WACO, Texas – Oklahoma Sooners receiver Sterling Shepard badly wanted to play against Baylor last year, but there was nothing he could do after warm-ups. He just wasn’t up to it. The year before, Shepard got into the game but was knocked out by a concussion in the first quarter.
Running back Samaje Perine played in last year’s embarrassing loss to Baylor but because of the Bears’ offense – or maybe more so Oklahoma’s offensive game plan – he had no impact. Perine had just five touches, hamstrung by the Sooners’ desire to keep the ball in the air.
So Saturday night was a second chance for Perine and Shepard. Well, it was more like a first real chance to have an impact on Baylor-OU series. It wasn’t a first impression, but it’s about the only one the two will remember up until this point.
Perine rushed for 166 yards, and Shepard hauled in 14 receptions, one shy of his single-game Oklahoma record, and totaled 177 yards. The duo combined for four of Oklahoma’s six touchdowns.
“I finally got a shot at playing against these guys,” Shepard said. “They’re a great football team, and you definitely want to perform against them. We came out with a win (Saturday).”
Big games highlighted by big plays: Shepard scored twice, once on a slant route and another time on a 39-yard touchdown that gave Oklahoma (9-1, 6-1 Big 12 Conference) a lead that it lost but never gave back to Baylor. Perine came off a great block from Nila Kasitati in the third quarter for a 55-yard run that gave Oklahoma a 14-point advantage, its largest of the game.
Neither had a chance to make those plays the last two years.
“We’re playing with a chip on our shoulder,” Perine said. “The past two years, they’ve blown us out. We made it clear that they weren’t going to blow us out this time. We were going to take them all the way down to the edge. They really hadn’t had to play four quarters this year.”
After the game, Oklahoma coach Bob Stoops looked down at the stat sheet, trying to find Shepard’s stats. He was shocked when he saw the total. Shepard smiled when asked whether he wanted a big game this year against Baylor (9-1, 5-1) after missing the two previous contests.
He always wants to have a big performance.

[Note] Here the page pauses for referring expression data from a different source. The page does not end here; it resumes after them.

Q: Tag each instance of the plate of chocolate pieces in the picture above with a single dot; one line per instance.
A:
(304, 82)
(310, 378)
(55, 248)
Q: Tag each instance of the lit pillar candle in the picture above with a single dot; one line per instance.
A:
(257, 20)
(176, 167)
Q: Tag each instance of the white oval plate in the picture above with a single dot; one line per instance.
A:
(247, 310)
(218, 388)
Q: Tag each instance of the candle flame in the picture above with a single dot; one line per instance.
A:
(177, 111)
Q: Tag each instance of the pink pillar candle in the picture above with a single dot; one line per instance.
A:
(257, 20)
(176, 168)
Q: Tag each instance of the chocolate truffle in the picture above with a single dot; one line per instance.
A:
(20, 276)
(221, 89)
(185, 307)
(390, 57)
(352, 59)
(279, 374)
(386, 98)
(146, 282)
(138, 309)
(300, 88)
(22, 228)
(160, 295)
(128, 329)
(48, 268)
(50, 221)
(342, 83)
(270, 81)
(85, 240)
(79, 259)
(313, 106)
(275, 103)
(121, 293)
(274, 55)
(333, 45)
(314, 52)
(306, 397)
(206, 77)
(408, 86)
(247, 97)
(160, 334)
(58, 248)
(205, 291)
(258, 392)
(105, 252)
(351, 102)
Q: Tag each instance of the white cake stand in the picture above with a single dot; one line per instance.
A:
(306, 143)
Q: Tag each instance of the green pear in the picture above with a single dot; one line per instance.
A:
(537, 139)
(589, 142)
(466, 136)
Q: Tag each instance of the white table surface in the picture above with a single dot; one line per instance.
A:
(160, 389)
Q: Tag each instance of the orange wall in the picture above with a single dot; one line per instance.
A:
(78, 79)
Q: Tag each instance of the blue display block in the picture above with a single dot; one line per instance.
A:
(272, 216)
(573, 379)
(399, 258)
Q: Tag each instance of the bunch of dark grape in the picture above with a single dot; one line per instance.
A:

“You always want to make a statement for yourself,” Shepard said. “Your next performance is always what people are going to remember you by.
“You have to come out and compete.”
The big performances of Perine and Shepard fueled Oklahoma’s ability to challenge No. 6 Baylor, a team that had dominant the Sooners on both sides of the ball for the past two years.
Neither said it meant much more to have a great individual performance, but both said how much it meant for the team to come away with the victory. Both provided their own personal flare to the victory.
Shepard, a hyper-consistent outside weapon, caught his first touchdown with a little extra effort and strength; his second on a tough catch with a Baylor defensive back all over him.
“He’s a special player,” Stoops said. “The guy is dynamic. He makes so many competitive, tough catches. I cant’ remember when he hasn’t come down with one. Whenever you see him going out of bounds, falling in the corner of the end zone, people all over him. Does he have the ball? Everybody’s asking and you know he does. He’s just that way.”
Perine, who dropped weight in the offseason to be more compatible with offensive coordinator Lincoln Riley’s offense, showed a blend of speed and power that was non-existent in just five carries a year ago.
He broke around the edge on his 55-yard touchdown before stiff-arming a defender inside the 10-yard line. He constantly turned short carries into above-average ones and kept Oklahoma from falling behind the sticks. It’s not easy, but Perine has made it look easy.
“We knew we had to run the ball, and we did that,” Perine said.
And ultimately, Oklahoma needed its two best offensive weapons to answer every time Baylor threw a counter punch. The Sooners relied on their two of their best, who finally got a chance to sign in a budding rivalry game.